Some of my fondest moments in the military were the times we spent in marching. This appreciation for the precision and teamwork even extends to the point of my observation of drill teams. I even had the pleasure of judging of a drill competition for Junior Police Cadets while assigned to a base in Guam.
What captures my interest is the way a finely tuned unit can mesmerize you with their unison of sight and sound. One morning while marching to the rifle range, our TI (Technical Instructor) encouraged us to “just listen to the heel beat.” He, of course was referring to the sound of our boots on the pavement in the quiet stillness of the morning. We weren’t permitted to talk and since it was before daybreak there was neither traffic nor wildlife to break the silence. There was only the sound of our boots, echoing out the rhythmic pounding of 45 men stepping in unison.
The same is true when watching a unit perform precision movements in drill formations. Each man, as an individual, precisely coordinated with all the others. Regardless of how you view the formation the steps are perfectly choreographed to the point that everyone appears to “move as one.” A well trained unit can make you stand in awe at the way so many can be able to work together.
Later in my Air Force career I can remember feeling terribly disappointed when given the opportunity to march in formations that were less than acceptable. Since we were no longer in a training unit we weren’t required to march and as a result our skills deteriorated. It was obvious to even the untrained eye that people were out of step with one another.
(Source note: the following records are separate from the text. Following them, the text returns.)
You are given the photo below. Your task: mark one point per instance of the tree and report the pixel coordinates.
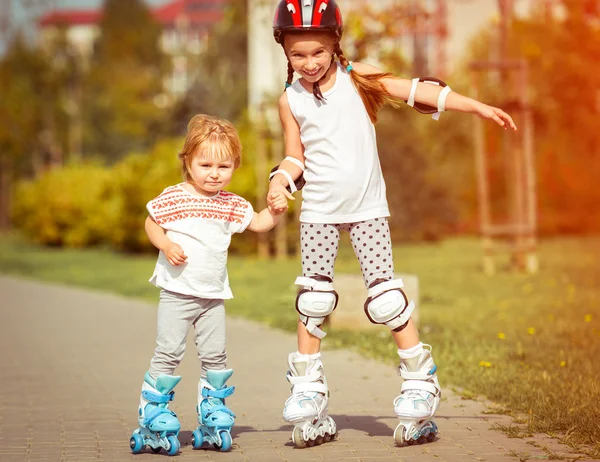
(124, 82)
(220, 86)
(23, 79)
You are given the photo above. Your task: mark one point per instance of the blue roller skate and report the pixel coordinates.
(159, 426)
(214, 417)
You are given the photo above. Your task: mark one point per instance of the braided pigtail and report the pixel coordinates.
(369, 87)
(290, 75)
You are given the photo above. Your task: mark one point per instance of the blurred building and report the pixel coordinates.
(186, 25)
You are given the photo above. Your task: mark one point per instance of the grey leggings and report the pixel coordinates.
(176, 314)
(370, 239)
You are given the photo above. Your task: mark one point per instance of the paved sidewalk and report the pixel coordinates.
(73, 363)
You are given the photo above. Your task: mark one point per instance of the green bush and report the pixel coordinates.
(135, 180)
(64, 207)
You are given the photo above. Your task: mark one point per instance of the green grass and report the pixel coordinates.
(542, 367)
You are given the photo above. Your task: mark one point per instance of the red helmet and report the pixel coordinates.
(303, 15)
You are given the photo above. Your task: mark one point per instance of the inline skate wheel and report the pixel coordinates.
(197, 439)
(399, 435)
(297, 438)
(174, 445)
(136, 443)
(225, 441)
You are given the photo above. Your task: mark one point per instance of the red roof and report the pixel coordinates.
(198, 12)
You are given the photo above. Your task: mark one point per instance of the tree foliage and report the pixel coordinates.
(220, 84)
(564, 78)
(124, 81)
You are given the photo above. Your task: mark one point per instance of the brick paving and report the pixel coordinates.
(73, 363)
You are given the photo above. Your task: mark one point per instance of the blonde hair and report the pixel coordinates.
(369, 86)
(211, 137)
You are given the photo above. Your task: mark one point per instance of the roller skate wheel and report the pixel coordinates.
(225, 441)
(136, 443)
(298, 439)
(399, 435)
(197, 439)
(173, 445)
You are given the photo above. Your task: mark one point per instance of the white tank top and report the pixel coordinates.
(344, 183)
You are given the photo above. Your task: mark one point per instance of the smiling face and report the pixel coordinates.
(309, 54)
(209, 174)
(211, 152)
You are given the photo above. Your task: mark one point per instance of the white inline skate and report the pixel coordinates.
(159, 426)
(214, 417)
(306, 408)
(419, 399)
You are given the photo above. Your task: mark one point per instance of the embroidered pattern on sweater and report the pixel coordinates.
(173, 204)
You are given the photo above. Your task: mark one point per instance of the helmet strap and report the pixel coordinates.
(316, 88)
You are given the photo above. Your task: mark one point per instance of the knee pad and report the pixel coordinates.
(315, 302)
(387, 304)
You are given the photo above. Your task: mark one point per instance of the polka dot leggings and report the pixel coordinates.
(370, 239)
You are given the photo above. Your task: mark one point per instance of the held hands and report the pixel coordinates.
(497, 115)
(277, 202)
(277, 198)
(175, 254)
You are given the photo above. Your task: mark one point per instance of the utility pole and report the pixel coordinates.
(517, 152)
(5, 165)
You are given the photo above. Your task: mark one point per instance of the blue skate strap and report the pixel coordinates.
(155, 413)
(157, 397)
(219, 407)
(222, 393)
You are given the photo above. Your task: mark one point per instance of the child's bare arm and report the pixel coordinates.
(268, 218)
(174, 253)
(429, 94)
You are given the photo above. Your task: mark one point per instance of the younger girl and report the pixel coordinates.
(327, 117)
(191, 224)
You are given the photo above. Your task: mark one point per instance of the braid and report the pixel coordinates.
(370, 88)
(290, 75)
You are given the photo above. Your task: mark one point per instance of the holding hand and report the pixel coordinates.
(175, 254)
(277, 202)
(277, 198)
(497, 115)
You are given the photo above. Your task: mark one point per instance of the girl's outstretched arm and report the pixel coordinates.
(429, 94)
(267, 219)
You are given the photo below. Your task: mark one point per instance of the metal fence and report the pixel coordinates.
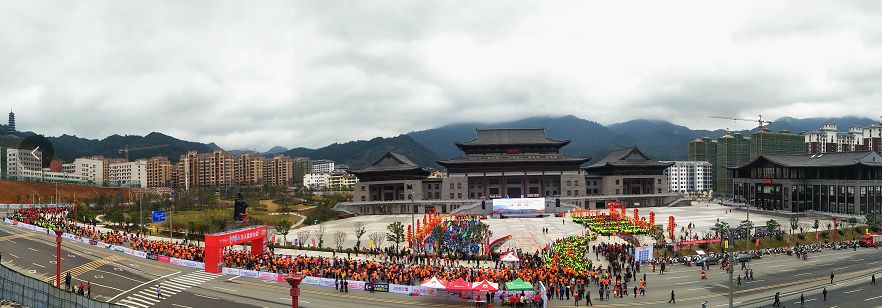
(34, 293)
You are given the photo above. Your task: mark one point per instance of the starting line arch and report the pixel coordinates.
(215, 243)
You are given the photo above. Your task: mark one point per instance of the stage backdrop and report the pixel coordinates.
(519, 205)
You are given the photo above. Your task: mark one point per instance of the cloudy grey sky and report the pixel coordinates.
(253, 74)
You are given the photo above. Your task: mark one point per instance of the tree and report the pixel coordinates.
(772, 225)
(302, 237)
(396, 233)
(359, 232)
(851, 223)
(339, 238)
(282, 226)
(377, 238)
(320, 235)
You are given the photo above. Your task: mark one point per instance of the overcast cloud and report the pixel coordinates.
(254, 74)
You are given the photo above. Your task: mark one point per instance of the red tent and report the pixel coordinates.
(459, 285)
(485, 286)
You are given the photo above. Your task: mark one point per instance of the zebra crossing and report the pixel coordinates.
(147, 297)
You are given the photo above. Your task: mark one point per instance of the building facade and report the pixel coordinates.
(23, 165)
(842, 182)
(690, 176)
(322, 166)
(132, 174)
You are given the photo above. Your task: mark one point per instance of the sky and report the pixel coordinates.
(255, 74)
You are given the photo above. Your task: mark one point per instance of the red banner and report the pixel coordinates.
(714, 240)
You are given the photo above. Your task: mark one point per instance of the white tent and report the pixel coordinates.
(434, 283)
(510, 257)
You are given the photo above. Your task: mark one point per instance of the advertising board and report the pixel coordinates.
(519, 205)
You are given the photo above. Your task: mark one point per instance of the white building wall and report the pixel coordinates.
(690, 176)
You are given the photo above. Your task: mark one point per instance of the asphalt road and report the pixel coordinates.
(131, 281)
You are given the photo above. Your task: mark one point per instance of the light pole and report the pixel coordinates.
(58, 234)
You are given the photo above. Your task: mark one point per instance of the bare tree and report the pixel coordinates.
(378, 238)
(302, 236)
(339, 238)
(320, 235)
(359, 232)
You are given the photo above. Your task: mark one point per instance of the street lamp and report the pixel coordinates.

As I remember this, I also remember the words of Peter when he said that Christians are “resident aliens.” The world could be compared to the marching unit with everyone identifiable as doing things the same as all the rest. But the one out of step is clearly not “part of” the group. Christians should be just that way, in that it should be obvious, even to the untrained eye that they are not part of the group. They are different than the rest of the world and it should be seen clearly that this is the case. Did not Jesus refer to us as being “not being ‘of the world’”? While it is true we are physically here in the world we must not find ourselves “in step with” the world to the point that we become part of it. Ask yourself this “Am I in step with the world or with the will of God?”